For Gen3 systems, there are two new (6/03) functions that can provide significant performance improvements to the RI7100A platform. They are "Fast Settle" and "Frequency Offset". They both take their effect by changing the software control of the Tester's synthesizers.
Fast Settle
Fast Settle is an attribute of any Source in the system that changes the default settling time from the "Magnitude and Phase" settling time to the "Magnitude Only" settling time. In general a source takes longer to stablilize it's phase than it's amplitude after a frequency move. If the phase is not critical, then the application designer can take advantage of the shorter time. This is the fundamental concept behind the "Fast Settle" Function. Typically the full settling time of a source can be up to 45 mSec, while the magnitude only settling is approximately 15 mSec. Care must be taken in the use of this function because it can affect RF Voltage measurements.
The following graphs show the results of magnitude and phase, with fast settling on and fast settling off. The graphs start after the tester's settling time and measure for approximately 50 ms. With fast settle off, note that the amplitude is completely settled and stable. The phase, however, is still settling.
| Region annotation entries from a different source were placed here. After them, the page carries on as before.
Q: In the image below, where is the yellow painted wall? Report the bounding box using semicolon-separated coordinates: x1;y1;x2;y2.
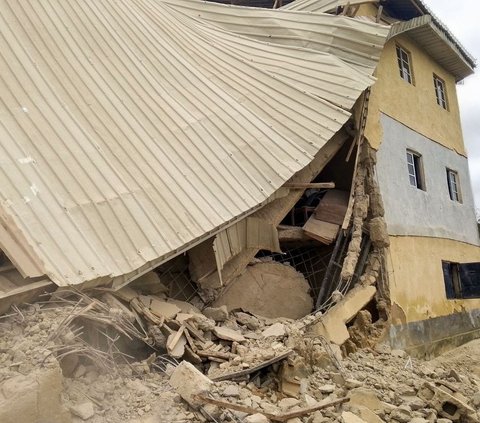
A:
365;36;466;155
387;236;480;324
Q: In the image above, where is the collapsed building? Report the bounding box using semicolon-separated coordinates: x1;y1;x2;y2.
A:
0;0;480;420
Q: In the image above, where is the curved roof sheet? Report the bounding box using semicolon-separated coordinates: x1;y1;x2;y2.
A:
0;0;387;285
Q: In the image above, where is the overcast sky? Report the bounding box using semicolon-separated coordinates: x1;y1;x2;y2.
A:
424;0;480;209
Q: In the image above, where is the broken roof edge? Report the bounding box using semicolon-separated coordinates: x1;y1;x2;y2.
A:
281;0;477;75
109;188;294;291
388;15;476;82
411;0;477;69
113;131;347;291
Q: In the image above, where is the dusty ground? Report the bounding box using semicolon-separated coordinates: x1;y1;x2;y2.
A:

The majority of measurements are scalar (amplitude only). For these measurements, if the test uses multiple frequencies, fast settle can improve test time. However, there are a couple of points to remember:
- All the sources involved must be set to Fast Settle. Particularly important is the receiver's local oscillator (RecLO).
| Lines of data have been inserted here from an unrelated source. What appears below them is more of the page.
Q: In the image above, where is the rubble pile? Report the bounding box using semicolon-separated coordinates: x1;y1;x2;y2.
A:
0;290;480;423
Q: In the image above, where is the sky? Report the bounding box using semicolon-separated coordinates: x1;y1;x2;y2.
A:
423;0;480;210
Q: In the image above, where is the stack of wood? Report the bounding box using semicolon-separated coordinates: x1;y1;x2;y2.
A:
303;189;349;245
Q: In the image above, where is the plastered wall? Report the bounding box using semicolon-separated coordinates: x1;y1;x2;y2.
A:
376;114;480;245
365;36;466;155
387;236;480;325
- When measuring, the proper measurement must be chosen. It is common to perform a vector measurement (such as 'Measure Voltage'), then extract the amplitude. If averaging, the changing phase will cause the vector averaged amplitude to be wrong. Therefore, always choose a scalar measurement (such as 'Measure Power') when using fast settle.
Frequency Offset
Frequency Offset takes advantage of the Source architecture to make small frequency moves extremely quickly. In general terms, the synthesizer has a coarse loop and a fine loop that combine to create the frequency of interest. The coarse loop gets to roughly 10 MHz of the desired frequency, and the fine loop gets there exactly. The architecture of the fine loop allows switching in sub 1 msec, actually less than the measurement overhead. So it takes "no time" in the measurement sequence. The fine loop has an 18 MHz range. This capability dramatically changes the measurement time for "In Channel" measurements such as ACPR, IP3, power in a bandwidth, etc. These in channel measurement typically require several receiver frequency moves within a few MHz. For instance an CDMA ACPr measurement for upper and lower, adjacent and alternate channels goes from -880kHz to + 880 kHz. This is easlily implemented with Frequency offset.